- The margin of error is a statistical fudge factor. Assuming the data collected is accurate the real numbers will be anywhere within the margin (95% of the time). SurveyUSA's poll of the California governor's race has Brown beating Whitman 46% to 43% with a margin of error +-4%. That means Brown's numbers are anywhere between 50% and 42%, Whitman anywhere between 47% and 39%. So the poll is telling us that Brown is winning, unless he is losing.

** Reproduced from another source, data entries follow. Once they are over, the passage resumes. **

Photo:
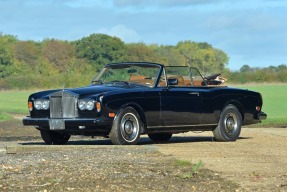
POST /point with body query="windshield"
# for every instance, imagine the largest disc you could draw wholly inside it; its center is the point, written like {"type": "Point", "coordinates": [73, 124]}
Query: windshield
{"type": "Point", "coordinates": [128, 74]}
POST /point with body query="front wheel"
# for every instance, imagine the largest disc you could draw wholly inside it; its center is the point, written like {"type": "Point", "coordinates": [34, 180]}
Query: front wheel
{"type": "Point", "coordinates": [54, 138]}
{"type": "Point", "coordinates": [127, 127]}
{"type": "Point", "coordinates": [229, 126]}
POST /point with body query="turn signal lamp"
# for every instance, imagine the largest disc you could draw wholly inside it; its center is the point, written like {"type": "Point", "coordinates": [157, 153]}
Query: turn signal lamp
{"type": "Point", "coordinates": [112, 114]}
{"type": "Point", "coordinates": [98, 106]}
{"type": "Point", "coordinates": [30, 106]}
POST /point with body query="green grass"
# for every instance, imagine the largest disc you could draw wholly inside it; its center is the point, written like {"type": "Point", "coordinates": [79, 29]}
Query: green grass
{"type": "Point", "coordinates": [274, 102]}
{"type": "Point", "coordinates": [13, 102]}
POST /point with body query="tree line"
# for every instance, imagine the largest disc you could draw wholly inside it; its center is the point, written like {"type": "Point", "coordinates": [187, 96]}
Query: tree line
{"type": "Point", "coordinates": [51, 62]}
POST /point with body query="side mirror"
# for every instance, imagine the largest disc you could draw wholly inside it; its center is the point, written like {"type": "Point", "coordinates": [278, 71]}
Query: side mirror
{"type": "Point", "coordinates": [172, 81]}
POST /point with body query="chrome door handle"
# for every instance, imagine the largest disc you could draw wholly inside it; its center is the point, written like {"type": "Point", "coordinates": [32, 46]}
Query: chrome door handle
{"type": "Point", "coordinates": [194, 93]}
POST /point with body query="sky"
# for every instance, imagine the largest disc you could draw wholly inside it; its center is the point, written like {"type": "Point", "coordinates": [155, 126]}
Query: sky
{"type": "Point", "coordinates": [251, 32]}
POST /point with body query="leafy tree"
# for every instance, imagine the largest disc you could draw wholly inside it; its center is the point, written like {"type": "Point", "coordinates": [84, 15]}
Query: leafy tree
{"type": "Point", "coordinates": [100, 49]}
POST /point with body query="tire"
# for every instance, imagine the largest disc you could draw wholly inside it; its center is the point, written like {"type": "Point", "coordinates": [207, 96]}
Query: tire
{"type": "Point", "coordinates": [229, 126]}
{"type": "Point", "coordinates": [127, 127]}
{"type": "Point", "coordinates": [54, 138]}
{"type": "Point", "coordinates": [160, 136]}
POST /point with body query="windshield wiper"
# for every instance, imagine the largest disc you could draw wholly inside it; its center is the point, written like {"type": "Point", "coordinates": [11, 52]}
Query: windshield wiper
{"type": "Point", "coordinates": [97, 81]}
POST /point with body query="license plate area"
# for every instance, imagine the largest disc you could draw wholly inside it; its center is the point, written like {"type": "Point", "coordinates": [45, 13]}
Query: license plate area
{"type": "Point", "coordinates": [57, 124]}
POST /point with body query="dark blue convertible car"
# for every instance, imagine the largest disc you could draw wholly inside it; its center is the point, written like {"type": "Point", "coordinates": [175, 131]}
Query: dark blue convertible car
{"type": "Point", "coordinates": [126, 100]}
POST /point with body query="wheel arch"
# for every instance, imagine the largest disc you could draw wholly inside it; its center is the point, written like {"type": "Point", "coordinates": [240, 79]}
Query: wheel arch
{"type": "Point", "coordinates": [238, 105]}
{"type": "Point", "coordinates": [139, 110]}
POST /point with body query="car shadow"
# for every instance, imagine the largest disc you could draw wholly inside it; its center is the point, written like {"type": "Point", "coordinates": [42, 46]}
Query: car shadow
{"type": "Point", "coordinates": [142, 141]}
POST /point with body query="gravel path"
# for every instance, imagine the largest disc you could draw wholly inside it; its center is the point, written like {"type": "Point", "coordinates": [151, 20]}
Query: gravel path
{"type": "Point", "coordinates": [255, 162]}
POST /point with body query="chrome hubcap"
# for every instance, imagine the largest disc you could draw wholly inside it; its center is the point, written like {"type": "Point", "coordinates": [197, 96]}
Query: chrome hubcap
{"type": "Point", "coordinates": [230, 123]}
{"type": "Point", "coordinates": [129, 127]}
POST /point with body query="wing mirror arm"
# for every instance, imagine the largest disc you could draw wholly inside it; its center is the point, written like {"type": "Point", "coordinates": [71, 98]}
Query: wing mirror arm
{"type": "Point", "coordinates": [172, 81]}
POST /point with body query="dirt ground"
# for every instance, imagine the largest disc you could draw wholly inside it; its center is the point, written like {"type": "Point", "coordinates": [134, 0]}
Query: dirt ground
{"type": "Point", "coordinates": [255, 162]}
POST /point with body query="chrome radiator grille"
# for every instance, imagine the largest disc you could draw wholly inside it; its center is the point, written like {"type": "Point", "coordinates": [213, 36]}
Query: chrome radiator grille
{"type": "Point", "coordinates": [63, 104]}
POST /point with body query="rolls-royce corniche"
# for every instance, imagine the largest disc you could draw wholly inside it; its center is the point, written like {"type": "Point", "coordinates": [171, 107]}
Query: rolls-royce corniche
{"type": "Point", "coordinates": [127, 100]}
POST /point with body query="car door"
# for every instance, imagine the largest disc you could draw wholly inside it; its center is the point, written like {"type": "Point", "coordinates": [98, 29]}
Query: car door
{"type": "Point", "coordinates": [180, 106]}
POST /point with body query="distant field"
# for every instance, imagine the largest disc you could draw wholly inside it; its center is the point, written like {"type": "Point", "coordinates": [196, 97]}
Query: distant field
{"type": "Point", "coordinates": [13, 102]}
{"type": "Point", "coordinates": [274, 102]}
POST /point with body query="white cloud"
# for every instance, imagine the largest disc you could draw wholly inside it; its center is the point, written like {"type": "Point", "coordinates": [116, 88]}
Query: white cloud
{"type": "Point", "coordinates": [126, 34]}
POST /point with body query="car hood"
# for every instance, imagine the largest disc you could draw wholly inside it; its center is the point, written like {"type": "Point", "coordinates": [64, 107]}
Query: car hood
{"type": "Point", "coordinates": [83, 92]}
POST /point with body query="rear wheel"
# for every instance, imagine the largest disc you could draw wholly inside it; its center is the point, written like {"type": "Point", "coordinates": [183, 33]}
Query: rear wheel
{"type": "Point", "coordinates": [54, 138]}
{"type": "Point", "coordinates": [160, 136]}
{"type": "Point", "coordinates": [229, 126]}
{"type": "Point", "coordinates": [127, 127]}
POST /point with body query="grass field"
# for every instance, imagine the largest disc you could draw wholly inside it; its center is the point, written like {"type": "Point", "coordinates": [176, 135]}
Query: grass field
{"type": "Point", "coordinates": [274, 102]}
{"type": "Point", "coordinates": [13, 102]}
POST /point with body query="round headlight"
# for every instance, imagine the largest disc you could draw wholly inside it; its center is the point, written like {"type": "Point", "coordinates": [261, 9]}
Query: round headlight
{"type": "Point", "coordinates": [38, 104]}
{"type": "Point", "coordinates": [45, 105]}
{"type": "Point", "coordinates": [82, 105]}
{"type": "Point", "coordinates": [90, 105]}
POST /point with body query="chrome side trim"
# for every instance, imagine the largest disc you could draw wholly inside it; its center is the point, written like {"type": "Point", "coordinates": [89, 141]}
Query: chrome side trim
{"type": "Point", "coordinates": [198, 125]}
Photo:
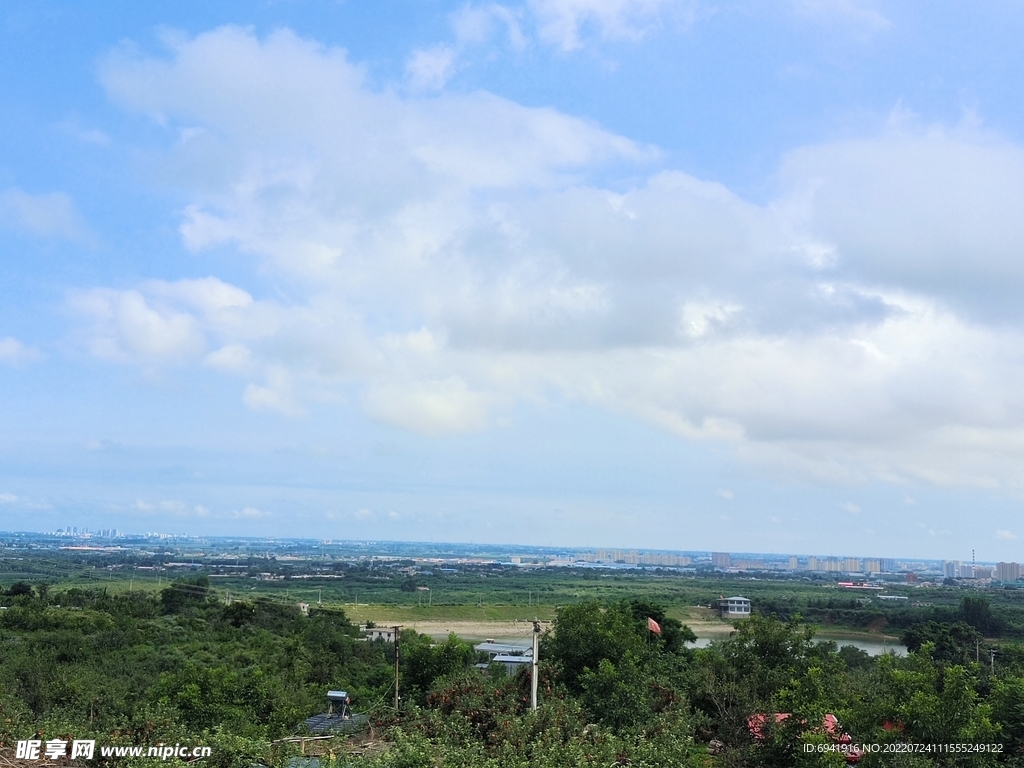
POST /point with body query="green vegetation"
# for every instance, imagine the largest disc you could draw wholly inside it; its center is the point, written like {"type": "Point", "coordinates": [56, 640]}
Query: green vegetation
{"type": "Point", "coordinates": [134, 662]}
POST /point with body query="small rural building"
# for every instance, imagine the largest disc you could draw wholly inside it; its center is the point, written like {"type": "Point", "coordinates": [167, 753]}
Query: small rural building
{"type": "Point", "coordinates": [734, 607]}
{"type": "Point", "coordinates": [512, 657]}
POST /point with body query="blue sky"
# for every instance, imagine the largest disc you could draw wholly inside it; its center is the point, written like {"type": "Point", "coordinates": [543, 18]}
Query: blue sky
{"type": "Point", "coordinates": [653, 273]}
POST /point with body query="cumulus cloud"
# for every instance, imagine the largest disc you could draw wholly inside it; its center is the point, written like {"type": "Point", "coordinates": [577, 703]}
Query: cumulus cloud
{"type": "Point", "coordinates": [567, 23]}
{"type": "Point", "coordinates": [430, 69]}
{"type": "Point", "coordinates": [13, 352]}
{"type": "Point", "coordinates": [47, 215]}
{"type": "Point", "coordinates": [862, 15]}
{"type": "Point", "coordinates": [455, 255]}
{"type": "Point", "coordinates": [250, 513]}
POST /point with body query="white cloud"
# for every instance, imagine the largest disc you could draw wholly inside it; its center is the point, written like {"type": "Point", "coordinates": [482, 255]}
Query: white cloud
{"type": "Point", "coordinates": [859, 14]}
{"type": "Point", "coordinates": [230, 358]}
{"type": "Point", "coordinates": [430, 69]}
{"type": "Point", "coordinates": [567, 23]}
{"type": "Point", "coordinates": [276, 395]}
{"type": "Point", "coordinates": [47, 215]}
{"type": "Point", "coordinates": [453, 256]}
{"type": "Point", "coordinates": [429, 408]}
{"type": "Point", "coordinates": [128, 326]}
{"type": "Point", "coordinates": [13, 352]}
{"type": "Point", "coordinates": [250, 513]}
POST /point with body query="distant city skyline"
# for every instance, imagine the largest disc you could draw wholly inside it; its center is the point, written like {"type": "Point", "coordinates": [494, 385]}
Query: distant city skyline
{"type": "Point", "coordinates": [673, 272]}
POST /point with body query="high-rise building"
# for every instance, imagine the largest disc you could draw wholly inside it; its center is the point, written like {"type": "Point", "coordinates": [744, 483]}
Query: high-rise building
{"type": "Point", "coordinates": [1008, 571]}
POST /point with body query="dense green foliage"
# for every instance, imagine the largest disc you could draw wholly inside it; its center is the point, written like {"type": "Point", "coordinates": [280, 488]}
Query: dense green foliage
{"type": "Point", "coordinates": [187, 664]}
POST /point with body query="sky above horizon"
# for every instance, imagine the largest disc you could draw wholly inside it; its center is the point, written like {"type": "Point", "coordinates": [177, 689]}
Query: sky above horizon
{"type": "Point", "coordinates": [643, 273]}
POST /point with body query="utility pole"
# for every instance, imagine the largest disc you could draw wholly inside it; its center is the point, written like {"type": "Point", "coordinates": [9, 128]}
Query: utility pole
{"type": "Point", "coordinates": [396, 668]}
{"type": "Point", "coordinates": [532, 677]}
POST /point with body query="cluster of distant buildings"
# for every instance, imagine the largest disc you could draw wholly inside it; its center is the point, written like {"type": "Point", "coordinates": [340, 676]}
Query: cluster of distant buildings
{"type": "Point", "coordinates": [633, 557]}
{"type": "Point", "coordinates": [1001, 571]}
{"type": "Point", "coordinates": [76, 531]}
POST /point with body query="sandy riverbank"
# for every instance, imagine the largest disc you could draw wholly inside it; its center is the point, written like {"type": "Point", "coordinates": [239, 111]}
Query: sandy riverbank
{"type": "Point", "coordinates": [516, 631]}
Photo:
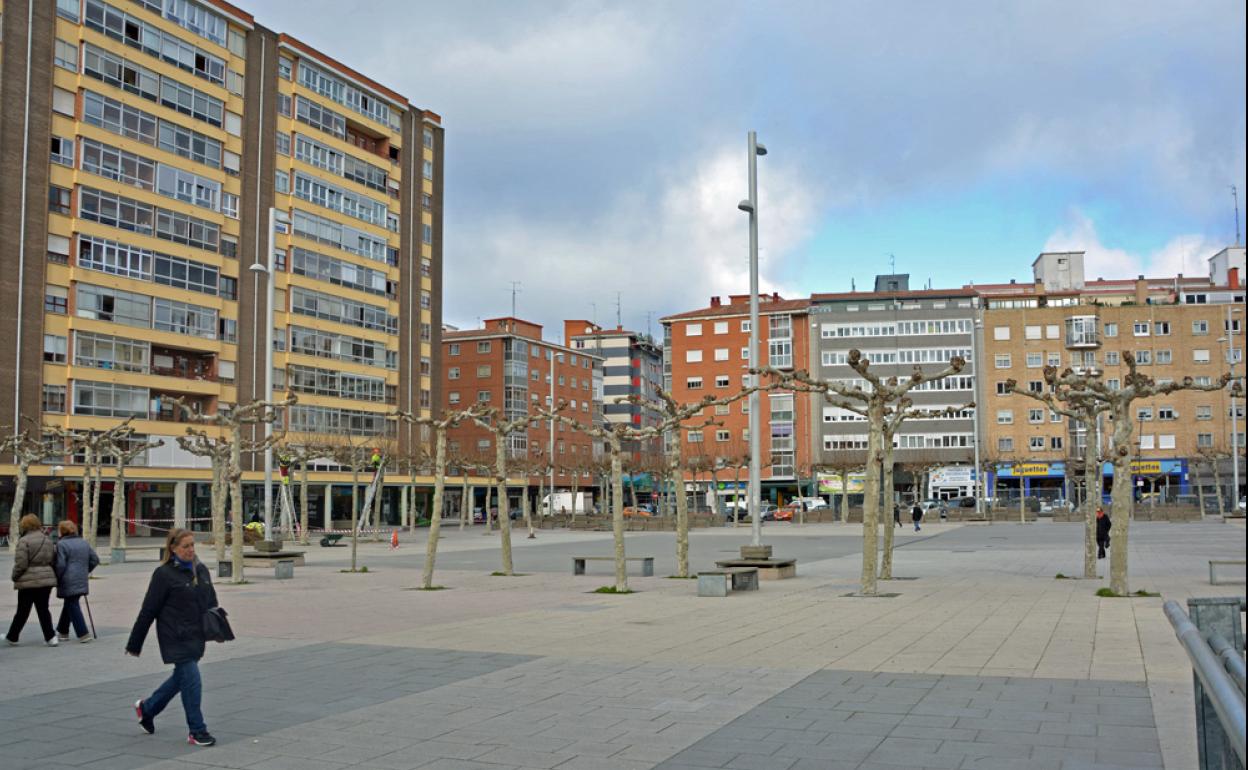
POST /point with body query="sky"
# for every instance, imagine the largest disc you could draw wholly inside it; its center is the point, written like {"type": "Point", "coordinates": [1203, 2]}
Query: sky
{"type": "Point", "coordinates": [595, 151]}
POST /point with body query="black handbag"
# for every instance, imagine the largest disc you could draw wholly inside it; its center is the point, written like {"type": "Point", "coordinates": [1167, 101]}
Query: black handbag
{"type": "Point", "coordinates": [216, 625]}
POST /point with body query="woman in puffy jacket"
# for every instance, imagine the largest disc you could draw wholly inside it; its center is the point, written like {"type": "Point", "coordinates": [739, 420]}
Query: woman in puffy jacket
{"type": "Point", "coordinates": [34, 578]}
{"type": "Point", "coordinates": [75, 559]}
{"type": "Point", "coordinates": [177, 597]}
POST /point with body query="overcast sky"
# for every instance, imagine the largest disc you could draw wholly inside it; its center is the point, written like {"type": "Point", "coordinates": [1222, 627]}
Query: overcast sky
{"type": "Point", "coordinates": [598, 149]}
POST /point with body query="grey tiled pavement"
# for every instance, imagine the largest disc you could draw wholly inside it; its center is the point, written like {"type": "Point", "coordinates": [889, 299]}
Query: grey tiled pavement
{"type": "Point", "coordinates": [855, 720]}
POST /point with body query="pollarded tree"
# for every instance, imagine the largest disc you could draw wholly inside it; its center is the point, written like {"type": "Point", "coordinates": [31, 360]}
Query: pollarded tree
{"type": "Point", "coordinates": [448, 422]}
{"type": "Point", "coordinates": [28, 451]}
{"type": "Point", "coordinates": [1088, 392]}
{"type": "Point", "coordinates": [874, 402]}
{"type": "Point", "coordinates": [124, 452]}
{"type": "Point", "coordinates": [1086, 412]}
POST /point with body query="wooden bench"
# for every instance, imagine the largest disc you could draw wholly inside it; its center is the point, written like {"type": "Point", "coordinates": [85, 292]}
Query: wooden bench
{"type": "Point", "coordinates": [1214, 563]}
{"type": "Point", "coordinates": [578, 564]}
{"type": "Point", "coordinates": [117, 555]}
{"type": "Point", "coordinates": [721, 582]}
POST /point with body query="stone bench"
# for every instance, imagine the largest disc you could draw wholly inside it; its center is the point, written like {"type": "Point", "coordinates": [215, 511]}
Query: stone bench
{"type": "Point", "coordinates": [769, 569]}
{"type": "Point", "coordinates": [721, 582]}
{"type": "Point", "coordinates": [578, 564]}
{"type": "Point", "coordinates": [1214, 563]}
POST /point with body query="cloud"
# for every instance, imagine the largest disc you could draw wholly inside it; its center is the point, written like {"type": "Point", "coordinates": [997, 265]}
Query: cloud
{"type": "Point", "coordinates": [1184, 253]}
{"type": "Point", "coordinates": [664, 251]}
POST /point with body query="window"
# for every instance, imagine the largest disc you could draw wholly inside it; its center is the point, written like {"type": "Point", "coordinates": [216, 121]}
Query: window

- Sample size. When they start breaking polls down to small bits the sample size gets tiny. That same SurveyUSA poll survey said they surveyed 610 voters with 6% being black. That's 36.6 people. Whitman gets 27% of black votes, says SurveyUSA, 27% of 36 people equals 10. Ten blacks said they were voting for Whitman. If it were 11, her percentage of black voters would jump to 30%. And with tiny sample sizes the margin of error skyrockets. The margin of error for the black subset is 16%.
- Weighing. The problem is they probably didn't reach exactly 36.6 black voters. Maybe they only contacted 25, maybe they talked to 50. Whatever, the pollster adjusts his actual numbers to that 36.6 voters. If they only reached 25 black voters those responses would be multiplied by 1.44. Whitman's ten blacks may only have been live seven voters.
- Polling Questions. This problem can't be quantified but can be immense. Polling responses vary widely depending on the questions asked and the order of the questions. Push polls are a notorious example. Even changing the order of the questions in the SurveyUSA poll would have changed the results in unpredictable ways.
- Non-responses. Two out of every three people polled hang up or don't answer. Pollsters cling to the hope that this isn't a statistically significant factor but they don't have any, you know, actual statistics to back up that hope. For example, do angry (Tea Party) voters hang up more or less frequently than bored voters?
- How they count undecided. Many pollsters push respondents to commit to somebody, they refuse to take "I don't know" for an answer. SurveyUSA says that only 3% of Californians are undecided on the Lieutenant Governor race. That is absurdly small and a sign they did a lot of arm twisting to get responses. Better polls use the Very/Somewhat/Not Very construct. That takes more time, costs more money, and almost no one does that.